CD: SLAMjamz has been the most rewarding experience. We’ve been online since 2001. We have eight reliable studios and 30 artists. Instead of selling songs, we are in the game of licensing and placing songs in key areas, like commercials, video games, and TV. It’s a whole different paradigm of getting the music out there.
MJ: How do you run the label?
CD: I tell each artist they have to grow toward a revenue stream. In the past, people were going to record stores and buying albums or CDs. And the label was exposing their artist as much as possible and maybe getting them picked up by a major. Now I tell people to cut a good tune and have it up in the marketplace the next day. You better be prepared to give it away, and people will come pay to see you. Dave Matthews is a good example of the phenomenon of performing. They’re a jam band. It’s not about the record. I love that. There’s nothing worse than a good video and good song, and you see a band and hate them because they can’t perform. That’s wack.
MJ: You even testified before Congress in support of peer-to-peer mp3 file sharing. But not all musicians agree with you on the subject.

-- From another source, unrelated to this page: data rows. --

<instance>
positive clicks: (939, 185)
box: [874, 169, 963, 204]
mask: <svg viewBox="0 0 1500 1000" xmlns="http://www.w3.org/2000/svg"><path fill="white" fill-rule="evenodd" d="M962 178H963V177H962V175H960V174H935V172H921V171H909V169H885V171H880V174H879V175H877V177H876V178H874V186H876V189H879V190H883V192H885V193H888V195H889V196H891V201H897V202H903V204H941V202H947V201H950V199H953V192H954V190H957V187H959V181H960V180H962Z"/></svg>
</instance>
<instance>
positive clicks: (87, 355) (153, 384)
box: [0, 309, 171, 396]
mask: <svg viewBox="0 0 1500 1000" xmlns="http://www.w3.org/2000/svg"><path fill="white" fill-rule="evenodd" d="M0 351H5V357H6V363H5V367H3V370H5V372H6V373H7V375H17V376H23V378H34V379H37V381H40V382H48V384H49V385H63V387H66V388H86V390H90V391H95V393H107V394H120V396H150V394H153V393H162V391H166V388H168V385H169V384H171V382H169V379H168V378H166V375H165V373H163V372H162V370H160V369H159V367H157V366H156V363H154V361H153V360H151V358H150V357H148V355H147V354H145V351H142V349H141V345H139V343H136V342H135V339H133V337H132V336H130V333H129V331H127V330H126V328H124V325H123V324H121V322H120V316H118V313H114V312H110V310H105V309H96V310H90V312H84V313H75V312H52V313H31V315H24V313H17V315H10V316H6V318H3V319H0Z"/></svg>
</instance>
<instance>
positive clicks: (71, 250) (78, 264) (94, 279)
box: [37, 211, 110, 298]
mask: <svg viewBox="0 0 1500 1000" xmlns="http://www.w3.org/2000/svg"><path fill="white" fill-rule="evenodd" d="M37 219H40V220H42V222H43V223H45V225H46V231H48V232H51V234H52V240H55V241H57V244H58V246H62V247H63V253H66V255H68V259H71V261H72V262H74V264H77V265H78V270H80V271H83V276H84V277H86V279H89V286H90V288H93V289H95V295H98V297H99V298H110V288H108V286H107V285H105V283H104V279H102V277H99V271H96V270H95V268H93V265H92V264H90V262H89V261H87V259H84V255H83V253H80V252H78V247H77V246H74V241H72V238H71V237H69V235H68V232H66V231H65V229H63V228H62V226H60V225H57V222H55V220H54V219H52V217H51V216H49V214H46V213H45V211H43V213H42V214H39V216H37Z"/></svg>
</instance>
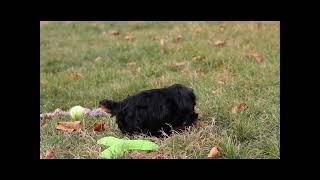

Why do you embrace it?
CD: Some artists are told what to like and told definitions of what the music business is. That’s a problem. Music is artistry, and you want your music heard, your act known. But artists don’t know. They are ignorant the minute they sign a contract.
MJ: You’ve been able to express your views on the Air America shows “Unfiltered” and “On the Real.” Why did you get involved with those programs?
CD: It was important to understand the current political climate in America, when Bush was running for office. My duty was to inform and be a voice for people with a point of view different than the dominant right-wing side. So I involved myself. Then it came down to people looking at Air America and saying it had shaky backing, and was not making money. But why the fuck does everything have to be about money? Slavery was incredibly prosperous for some people, at that time. It was not a bad business plan, but it was terrible and inhumane. But as a business it worked. Air America’s failure as a business is not the point.
MJ: The execution of Tookie Williams exemplifies some of the larger issues of race and leadership in the black community that we’ve been discussing. What was your reaction to his execution?
CD: That was just an introduction into the discussion of what black folks don’t have, such as access to education, economics, the environment, law enforcement, and our understanding of what these things are. If you don’t provide the proper tools in America, there will be side affects. [Tookie] should not be fully exonerated, but things cannot be treated with a broad stroke. It was a mockery at black folks and people who said that a life can be turned around. It’s almost like a taunt, like “Yeah, niggah, you ain’t doing a damn thing. What are y’all going to do? Are you going to die with him?”